I find the references to file extension kinda confusing. Extensions mean a lot less in Linux cli, but I can tell youre just using them for examples. Maybe give more concrete examples instead.
I don't know how this would be useful to someone reading the cheat sheet, but here's something interesting I just indirectly found out while skimming it through:
Ctrl+D does the same thing as ENTER, except the latter additionally sends the end-of-line character to the reader while the former sends nothing;
as is the case for shells or interactive programs like the Python REPL, Ctrl+D causes them to terminate only because it sends a string that is 0 characters long, and 0-size reads are universally interpreted as files reaching the end.
To test this: enter cat, type "hello" without pressing enter, then Ctrl+D: you should see "hellohello".
An extremely rare case of this being useful would be using netcat to send a string somewhere, without sending the end-of-line byte at the end.
I updated "Log out" to "Exit (sends a signal indicating the end of a text stream)". Which I think is a lot more accurate, and still easy to understand.
Oh. My. Gosh. I love this. Thank you. And thank you for being --verbose about the provenance and history of the document. And big big thank yous for the Internet Archive links. Bravo.
Yes, the top most directory, /, is the root directory.
Each directory is a branch in one giant tree structure. For example, if you have a directory containing two other directories, that is a branch that is splitting into two branches.
All directories are descendants of the same root.
Done? I've never uploaded to GitHub before, and I was just doing what I thought I should do. I'll do my best to keep it updated with the version on my website.
Is there a way to make GitHub automatically detect changes to the file at cerium.cc and update the repo? Or do they not allow that? I know a scheduled script would be able to work but I don't really want to have to run it myself.
It is not as complicated as it looks! As a long time windows user I'm in the process of getting used to the command line and I love the simplicity and direct way of doing things. For some tasks and small programs it is amazing. Grep for example is something amazing that you couldn't do in a windows type UI.
For other stuff like visualizing a directory tree you can always use a mouse interface. You're rarely forced to use the terminal.

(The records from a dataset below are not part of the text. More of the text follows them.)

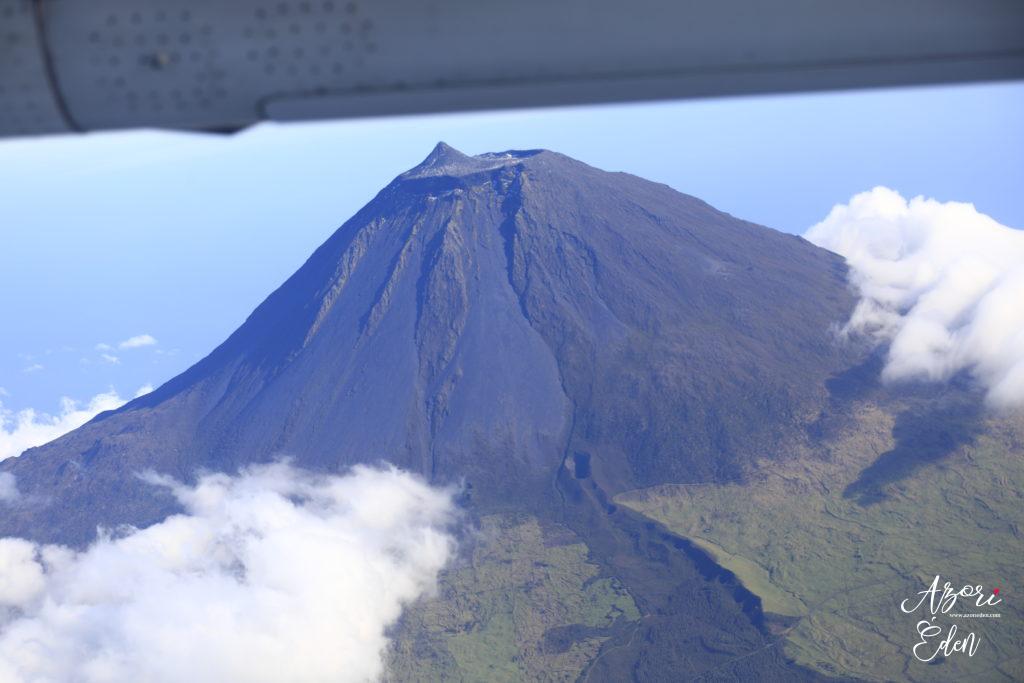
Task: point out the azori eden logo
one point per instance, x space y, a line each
939 602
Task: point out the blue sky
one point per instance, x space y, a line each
178 237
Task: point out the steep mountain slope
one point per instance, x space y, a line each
479 319
547 334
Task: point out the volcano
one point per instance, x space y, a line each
541 332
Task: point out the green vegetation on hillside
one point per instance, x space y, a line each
526 604
815 541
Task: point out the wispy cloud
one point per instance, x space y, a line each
272 574
137 341
29 428
941 283
8 494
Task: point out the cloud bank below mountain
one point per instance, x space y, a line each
941 283
272 574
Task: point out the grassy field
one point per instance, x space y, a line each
816 541
525 604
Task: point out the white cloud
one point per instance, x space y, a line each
274 574
29 428
137 341
940 282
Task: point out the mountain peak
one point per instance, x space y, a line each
446 161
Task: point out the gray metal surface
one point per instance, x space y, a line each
221 65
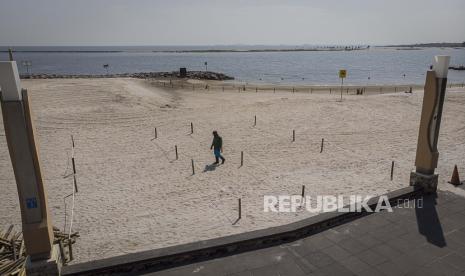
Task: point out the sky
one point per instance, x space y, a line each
221 22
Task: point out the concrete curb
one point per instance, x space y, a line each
164 258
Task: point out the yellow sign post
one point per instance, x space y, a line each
342 75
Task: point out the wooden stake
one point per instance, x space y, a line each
70 249
240 208
75 183
392 170
62 251
10 53
74 174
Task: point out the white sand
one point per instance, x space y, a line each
134 196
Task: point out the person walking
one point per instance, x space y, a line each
217 146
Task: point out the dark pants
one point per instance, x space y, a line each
217 153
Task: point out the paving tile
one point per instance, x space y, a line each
386 250
318 241
302 248
437 251
289 267
319 259
371 257
402 245
334 235
336 252
243 273
265 271
390 269
455 260
422 256
441 268
406 263
369 272
354 264
367 241
353 246
336 269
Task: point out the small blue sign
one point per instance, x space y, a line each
31 203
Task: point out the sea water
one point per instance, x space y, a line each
373 66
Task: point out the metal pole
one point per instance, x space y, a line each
10 53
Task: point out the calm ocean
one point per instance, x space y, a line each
364 67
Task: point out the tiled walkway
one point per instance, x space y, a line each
408 241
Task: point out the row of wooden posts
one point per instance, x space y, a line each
242 163
244 88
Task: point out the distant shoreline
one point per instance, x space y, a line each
328 49
430 45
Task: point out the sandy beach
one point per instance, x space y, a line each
133 194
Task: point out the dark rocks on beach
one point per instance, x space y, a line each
200 75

Makes as much sense as saying "I'll definitely avoid Windows now. I had heard that Windows was supposed to be easy to use", since most of this also applies to WSL2.
A little over a decade & a half and I find that very useful. Should have GPG in for reading signatures on software and such too. If you'd like I can contribute to GPG terminal as I've been using it for a good portion of that time.
At the end, in redirection, <<: that's not how here-documents work. The example gives the impression it will read the given file up until "STOP", but in reality the shell expects you to keep writing your here-doc until you write "STOP" and then feeds it to the program as if it were all on stdin. I don't think wc even does anything with the stdin if you give it a filename...
Note that variable expansion will happen in here-docs, so it's a bit different than a simple cat.
Also look into here-strings. And process substitution, I find that quite handy.